Other changes will be of particular interest to foreign investors:
- The statutory domicile of any a Limited Liability Company or Stock Corporation (collectively Corporations) must be in Germany, as before, and each Corporation must at all times have an office address in Germany registered by the court. However, the law would now permit the relocation of the principal place of management of the company to another country.
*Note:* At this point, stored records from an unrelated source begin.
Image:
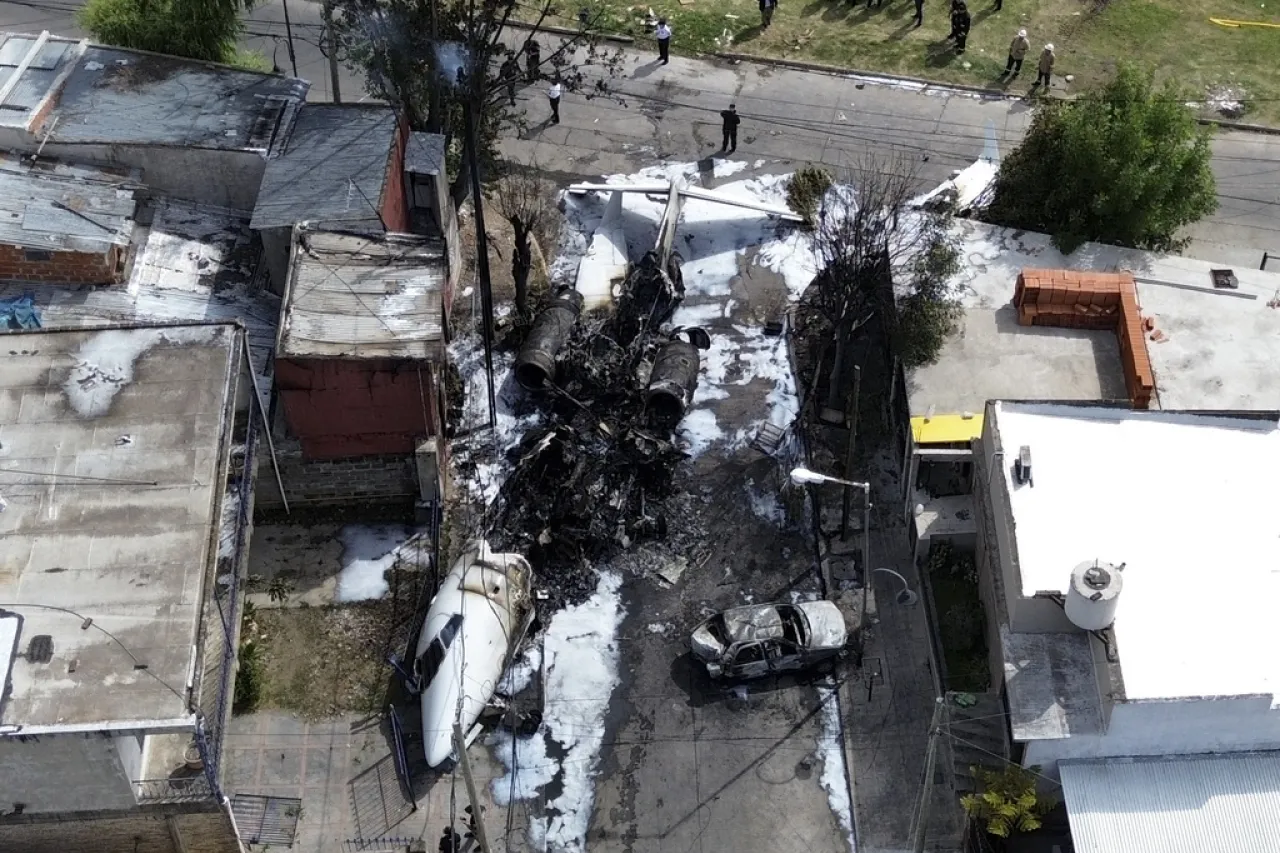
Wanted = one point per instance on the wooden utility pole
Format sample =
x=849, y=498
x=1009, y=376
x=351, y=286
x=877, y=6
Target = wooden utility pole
x=332, y=41
x=288, y=37
x=922, y=812
x=850, y=451
x=460, y=746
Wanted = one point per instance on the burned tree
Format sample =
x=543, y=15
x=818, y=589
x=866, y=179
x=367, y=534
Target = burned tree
x=876, y=258
x=526, y=203
x=407, y=48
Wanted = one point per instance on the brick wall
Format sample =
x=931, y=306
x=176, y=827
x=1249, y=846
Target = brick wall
x=1083, y=300
x=140, y=831
x=391, y=479
x=394, y=201
x=60, y=268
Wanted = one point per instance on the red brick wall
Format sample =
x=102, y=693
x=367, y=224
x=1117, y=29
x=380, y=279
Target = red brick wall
x=347, y=409
x=62, y=268
x=394, y=199
x=1082, y=300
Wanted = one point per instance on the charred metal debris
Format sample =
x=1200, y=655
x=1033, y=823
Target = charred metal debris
x=597, y=475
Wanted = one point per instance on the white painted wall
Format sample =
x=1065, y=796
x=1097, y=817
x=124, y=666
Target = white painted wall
x=204, y=176
x=1170, y=728
x=129, y=748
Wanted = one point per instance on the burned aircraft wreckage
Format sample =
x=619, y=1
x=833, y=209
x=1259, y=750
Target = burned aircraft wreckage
x=615, y=387
x=598, y=474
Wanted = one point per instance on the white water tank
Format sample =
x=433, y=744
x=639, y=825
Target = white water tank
x=1093, y=594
- The entire assets of a Limited Liability Company, including the assets making up the registered capital (Non-Distributable Assets), may now be used to make loans to the shareholders and as collateral for debt incurred by the shareholders. Such transactions are now pronounced valid, to the extent they involve Non-Distributable Assets, if either the company can rely on the loan being repaid when due or the company and the shareholder have entered into a profit-and-loss-pooling agreement. Before, it was unclear whether such transactions were lawful to the extent they involved Non-Distributable Assets. This uncertainty made leveraged transactions as well as cash pools difficult. While the new law is designed to do away with such uncertainty, it still leaves ample room for legal battles, in particular as to what it takes for a company to be able to rely on a loan being repaid when due. In addition, every transaction between a company and its shareholder must be reviewed to make sure that it does not violate fiduciary duties, the principle of equal treatment of shareholders or other tenets of corporate law or constitutes a tort to the detriment of the company's creditors.
- The same rules apply to Stock Corporations, except that these may not provide financial assistance to a shareholder for the purchase of their own shares unless they have entered into a profit-and-loss-pooling agreement with the shareholder concerned.
- The management of a Corporation has a duty to institute insolvency proceedings, grosso modo, if the company's net assets have become negative or if the company is unable to pay its bills as they fall due. This duty is subject to severe sanctions, including criminal prosecution. Under the old law, shareholders were occasionally tempted to remove the management without replacing it, rather than injecting the cash needed to avoid the insolvency filing. Now, if there is no management, the duty to institute insolvency proceedings and the associated risks will fall on the shareholders.
- Repayments of principal of shareholder loans may now be clawed back by the receiver, in the event of insolvency of a Corporation, if such repayments were made after the insolvency filing or within one year before, and collateral granted for such claims may be clawed back if granted after the insolvency filing or within ten years before.
This memorandum provides only a general overview.
It should not be relied upon as legal advice.